Sources of Inspiration
The panelists answered questions from audience members about fads vs. trends; the importance of securing new product space in retail outlets; the value in educating sales teams about new products; the value of market research, and barriers to product roll-out strategies. But a simple question about market “driving” development vs. market “driven” development – “Which is it for new products?” – sparked some of the panel’s most diverse comments.
“I would like 10% of our products to be market driven,” said Sony’s Gaebler. “But I would say that 90% is market driving. This might be heresy on this panel, but I think true innovators often don’t look for inspiration from (consumers). I think they look for it from design sources, technology sources.” Merck’s Lybrand saw it differently. “I’m wondering if they both aren’t the same thing. While your customers may not be able to articulate in exact words what they need, there is – in their underlying behaviors, attitudes and influences – the kernel of the idea. It’s our job as marketers to draw that from them. It will appear as though you have driven this yourself, but you haven’t.”

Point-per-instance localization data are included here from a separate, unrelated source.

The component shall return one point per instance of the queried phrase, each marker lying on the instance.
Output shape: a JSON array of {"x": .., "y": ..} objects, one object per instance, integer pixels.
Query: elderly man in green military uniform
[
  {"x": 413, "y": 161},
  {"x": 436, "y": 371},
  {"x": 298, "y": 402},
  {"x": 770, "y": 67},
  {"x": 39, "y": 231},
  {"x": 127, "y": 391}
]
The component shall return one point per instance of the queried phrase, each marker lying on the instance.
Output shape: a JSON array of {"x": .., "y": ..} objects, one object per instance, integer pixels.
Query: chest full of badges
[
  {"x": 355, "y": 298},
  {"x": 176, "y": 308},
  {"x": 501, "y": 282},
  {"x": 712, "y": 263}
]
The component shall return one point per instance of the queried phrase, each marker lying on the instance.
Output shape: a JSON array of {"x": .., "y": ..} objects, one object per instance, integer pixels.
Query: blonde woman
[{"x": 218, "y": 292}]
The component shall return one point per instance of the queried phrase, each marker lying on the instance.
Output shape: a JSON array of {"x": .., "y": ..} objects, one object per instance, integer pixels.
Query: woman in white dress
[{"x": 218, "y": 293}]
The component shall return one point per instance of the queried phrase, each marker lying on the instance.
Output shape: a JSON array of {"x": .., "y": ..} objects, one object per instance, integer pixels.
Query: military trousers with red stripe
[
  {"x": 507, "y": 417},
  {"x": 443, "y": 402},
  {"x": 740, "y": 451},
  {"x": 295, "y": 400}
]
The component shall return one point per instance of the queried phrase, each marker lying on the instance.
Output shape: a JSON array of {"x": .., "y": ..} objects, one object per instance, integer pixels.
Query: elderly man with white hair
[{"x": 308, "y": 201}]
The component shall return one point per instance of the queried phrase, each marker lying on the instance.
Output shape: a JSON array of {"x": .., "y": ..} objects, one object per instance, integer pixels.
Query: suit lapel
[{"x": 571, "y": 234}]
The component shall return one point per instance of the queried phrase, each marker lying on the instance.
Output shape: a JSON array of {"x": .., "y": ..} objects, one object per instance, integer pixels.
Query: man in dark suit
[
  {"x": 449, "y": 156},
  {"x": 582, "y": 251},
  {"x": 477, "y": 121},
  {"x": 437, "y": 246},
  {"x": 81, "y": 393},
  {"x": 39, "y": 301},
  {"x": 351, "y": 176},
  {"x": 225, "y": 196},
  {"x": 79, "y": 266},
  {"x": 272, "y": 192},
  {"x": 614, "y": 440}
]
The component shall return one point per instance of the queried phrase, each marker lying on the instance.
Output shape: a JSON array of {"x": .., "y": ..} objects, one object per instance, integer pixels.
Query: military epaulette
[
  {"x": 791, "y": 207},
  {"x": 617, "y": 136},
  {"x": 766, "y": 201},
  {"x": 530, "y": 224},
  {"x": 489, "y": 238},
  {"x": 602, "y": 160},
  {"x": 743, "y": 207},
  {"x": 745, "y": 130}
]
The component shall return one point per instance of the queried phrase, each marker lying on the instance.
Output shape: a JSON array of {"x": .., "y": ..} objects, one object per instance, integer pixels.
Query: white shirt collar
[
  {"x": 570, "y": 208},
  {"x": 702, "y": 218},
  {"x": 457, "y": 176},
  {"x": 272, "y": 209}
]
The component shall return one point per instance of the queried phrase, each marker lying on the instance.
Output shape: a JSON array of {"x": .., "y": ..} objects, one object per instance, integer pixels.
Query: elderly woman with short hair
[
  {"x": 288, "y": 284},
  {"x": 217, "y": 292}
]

Campbell’s Brala argued for market-driven products. Why? “From a food standpoint, and from Campbell’s standpoint, some of our new product failures were products that were not market-driven smart. We launched a soup in a plastic package which was on the market for three years, but the consumer could never understand what was different or better about the plastic package than the can. We had the technology, but we didn’t bring it to market appropriately in a concept that made sense for consumers. We took lessons from that and used it to create Soup at Hand.”
Sometimes, argued Benito, creating a new product for consumers is ultimately “a very crude process. It’s kind of a circle. You have to be careful, but I think it’s a little bit of both market-driving and market driven. And if you get these two things working together, what happens? The synergies begin to build and there is perhaps a wonderful technology that [can be] attractive to the consumer.”